The doc points out that before OxyContin, Purdue was pushing Valium hard, and Poitras includes a few of those nightmare ads that once flourished, targeting women and their anxieties, the goal not so much to make them feel better as to make them less of an annoyance to their husbands and families. Taking on powerful art-world philanthropists and their ill-gotten riches, Goldin has made it a point to be a problem.
As to the source of her courageous badassery, the film traces a life-shaping vein. The heart of the film — and, arguably, of Goldin’s work — is her beloved older sister, Barbara, a rebellious nonconformist who was too full of life for their parents to handle. Instead they and some of the doctors they consulted silenced their firstborn with the label of mental illness. Her story is an unbearable one — her pain, her terrible death, her mother’s mode of denial. The suburban neighbors must not know about their domestic turmoil and its awful depths. The art world must not think about the source of all that cash aimed its way by museum benefactors. In The Ballad of Sexual Dependency, the 1985 slideshow and 1986 book that’s generally regarded as Goldin’s masterpiece, she included self-portraits that showed her scarred and bruised from a brutal battering by her ex-boyfriend. In her self-examination, in her embrace of people’s tough-to-look-at struggles, her ethos has been a rejection of shame.

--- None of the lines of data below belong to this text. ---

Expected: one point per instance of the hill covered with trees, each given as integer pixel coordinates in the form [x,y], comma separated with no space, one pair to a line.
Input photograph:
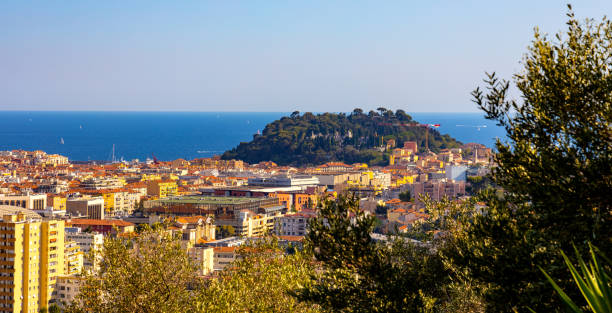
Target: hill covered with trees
[304,139]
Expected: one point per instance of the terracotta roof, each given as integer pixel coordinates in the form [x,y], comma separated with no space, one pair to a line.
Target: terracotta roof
[84,221]
[224,249]
[292,238]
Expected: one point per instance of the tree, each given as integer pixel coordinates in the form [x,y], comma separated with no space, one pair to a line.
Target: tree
[150,273]
[262,281]
[405,196]
[555,169]
[593,280]
[360,275]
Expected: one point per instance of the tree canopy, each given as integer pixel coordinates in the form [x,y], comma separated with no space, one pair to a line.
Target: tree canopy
[555,170]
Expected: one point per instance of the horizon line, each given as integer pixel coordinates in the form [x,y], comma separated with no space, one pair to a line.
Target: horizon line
[206,111]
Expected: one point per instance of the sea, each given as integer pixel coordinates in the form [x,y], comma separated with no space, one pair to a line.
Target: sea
[102,136]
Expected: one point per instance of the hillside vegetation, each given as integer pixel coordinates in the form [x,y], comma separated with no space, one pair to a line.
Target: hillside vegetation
[305,139]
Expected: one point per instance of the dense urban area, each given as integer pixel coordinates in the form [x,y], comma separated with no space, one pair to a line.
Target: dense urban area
[214,206]
[339,212]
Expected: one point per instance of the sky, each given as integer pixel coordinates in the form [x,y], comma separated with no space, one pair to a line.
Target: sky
[277,56]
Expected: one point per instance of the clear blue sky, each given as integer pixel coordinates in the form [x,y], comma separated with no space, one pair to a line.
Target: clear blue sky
[264,55]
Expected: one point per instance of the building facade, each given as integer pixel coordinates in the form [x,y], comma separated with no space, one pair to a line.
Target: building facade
[32,257]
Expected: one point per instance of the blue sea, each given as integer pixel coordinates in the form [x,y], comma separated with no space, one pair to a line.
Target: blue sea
[84,135]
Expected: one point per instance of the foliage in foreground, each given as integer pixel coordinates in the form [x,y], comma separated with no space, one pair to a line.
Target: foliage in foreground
[360,275]
[260,282]
[149,273]
[593,280]
[555,169]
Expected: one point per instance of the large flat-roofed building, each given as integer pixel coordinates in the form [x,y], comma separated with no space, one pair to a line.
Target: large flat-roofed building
[32,202]
[32,257]
[284,181]
[93,208]
[201,205]
[104,227]
[162,188]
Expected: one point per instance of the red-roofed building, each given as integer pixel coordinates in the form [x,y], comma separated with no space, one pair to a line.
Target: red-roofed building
[102,226]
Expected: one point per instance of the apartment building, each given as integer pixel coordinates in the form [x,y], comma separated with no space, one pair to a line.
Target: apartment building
[203,257]
[162,188]
[73,258]
[87,241]
[294,224]
[223,256]
[32,257]
[67,289]
[32,202]
[93,208]
[437,190]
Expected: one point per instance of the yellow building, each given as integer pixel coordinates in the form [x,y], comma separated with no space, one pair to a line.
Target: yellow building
[73,258]
[57,202]
[32,256]
[162,188]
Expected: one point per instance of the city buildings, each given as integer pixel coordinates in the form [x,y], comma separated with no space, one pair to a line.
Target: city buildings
[32,257]
[32,202]
[92,208]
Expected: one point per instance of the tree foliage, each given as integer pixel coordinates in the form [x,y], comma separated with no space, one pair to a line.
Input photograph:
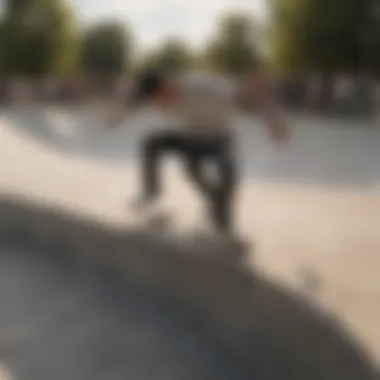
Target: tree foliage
[172,56]
[37,37]
[106,49]
[324,35]
[234,48]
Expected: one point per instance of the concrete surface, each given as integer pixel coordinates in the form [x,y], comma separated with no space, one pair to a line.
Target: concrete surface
[57,322]
[320,242]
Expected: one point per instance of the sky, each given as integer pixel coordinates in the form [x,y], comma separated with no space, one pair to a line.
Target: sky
[154,20]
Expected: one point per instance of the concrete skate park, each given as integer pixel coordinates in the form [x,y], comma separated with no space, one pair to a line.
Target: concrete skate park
[89,292]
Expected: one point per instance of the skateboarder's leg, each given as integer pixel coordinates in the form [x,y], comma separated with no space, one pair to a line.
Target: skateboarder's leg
[222,201]
[154,148]
[219,195]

Filtering her outrage into focused action, she’s succeeded in pressuring a number of museums to cut their Sackler ties. Poitras, in her accustomed in-the-room reportage role, captures a remarkable virtual confrontation, part of Purdue Pharma’s bankruptcy hearing, in which Goldin and other people affected by OxyContin confront members of the Sackler family — their testimony unfolding across laptop screens, but charged with emotion nonetheless. Sacklers might avert their gaze for an instant, but they can’t look away.
“You grow up,” Goldin says at one point in the documentary, “being told, ‘That didn’t happen.’ ” When, after the shivers and shimmers of the score by Soundwalk Collective, Lucinda Williams’ voice comes over the closing credits, a voice infused with hard knocks and openheartedness, it’s the perfect cap to the film, emphasizing that this did happen, and there’s no point in looking away. The story of Goldin’s activism would make a worthy film. The story of her birth and blossoming as an artist would too. The story of her sister pulls all this into another dimension, and the way Poitras and Goldin have brought the threads together, into the light, is a distillation likely to shake you to the core. It’s art.